Seit Ende Mai ist Beleidigen mit Hollywood Charakteren auch auf der PS4 möglich. Doch wie beleidigend ist der Beleidigungsmeister der Beleidigungssimulationen eigentlich? Ich habe mich unter die Promis gemischt und ausgeteilt. 

Eine Szenerie wie zur High Noon. Leer gefegte Straßen, eine übersichtliche Kulisse und leichte, gemütserregende Untermalung. So stehen sich die beiden Duellierenden gegenüber und warten darauf, dass du ihnen die einzelnen Satzbausteine zusammenbastelst und in den Mund legst. Das Gegenüber soll schließlich mit einer überaus uncharmanten Formulierung in ihrer Prominenehre verletzt werden.

Eine Anzeige im oberen Bildrand informiert dich über deinen Gemütszustand und sagt dir, wie viel „Beleidigung“ dein Charakter noch verkraften kann. Verbünde dich mit Dirty Potter, The Greasy Wizard, Marilyn Nomore, Wisecrack, Nosferateen oder drei weiteren, um dich bis zum Produktionschef hochzubeleidigen. Namen und Aussehen gleichen natürlich nur rein zufällig denen mancher Filmfiguren oder Hollywood-Stars.

Das Kampfsystem läuft rundenbasiert. Abwechselnd suchst du dir passende Textbausteine, um deine_n Gegner_in möglichst tief zu treffen. Achte auf mögliche Schwachstellen wie Schönheit oder Vermögensverlust, sie geben Extrapunkte.
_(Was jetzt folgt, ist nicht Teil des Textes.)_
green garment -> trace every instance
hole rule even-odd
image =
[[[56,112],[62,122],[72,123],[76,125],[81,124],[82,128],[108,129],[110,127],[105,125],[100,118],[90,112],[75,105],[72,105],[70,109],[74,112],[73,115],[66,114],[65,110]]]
Eine Combo durch wiederholte Nennung verdoppelt die Schwere der Beleidigung sogar. Hast du schon einiges einstecken müssen? Kein Problem, deine Wut staut sich zu einem immer mächtiger werdenden Comeback auf, das nur darauf wartet freigelassen zu werden. Du hast alle Charaktere in Grund und Boden beleidigt? Setze deine Reise gegen Freunde auf der Couch oder online fort.

Moment, die shiny Inhalte kennst du schon von Hollywood-Plakaten, die dich ins Kino zerren wollen? Bei denen du am Ende aber nur noch das Popcorn als gelungen aufführen kannst? „Oh… Sir! The Hollywood Roast“ besitzt leider einige Charakterzüge dieser Strategie.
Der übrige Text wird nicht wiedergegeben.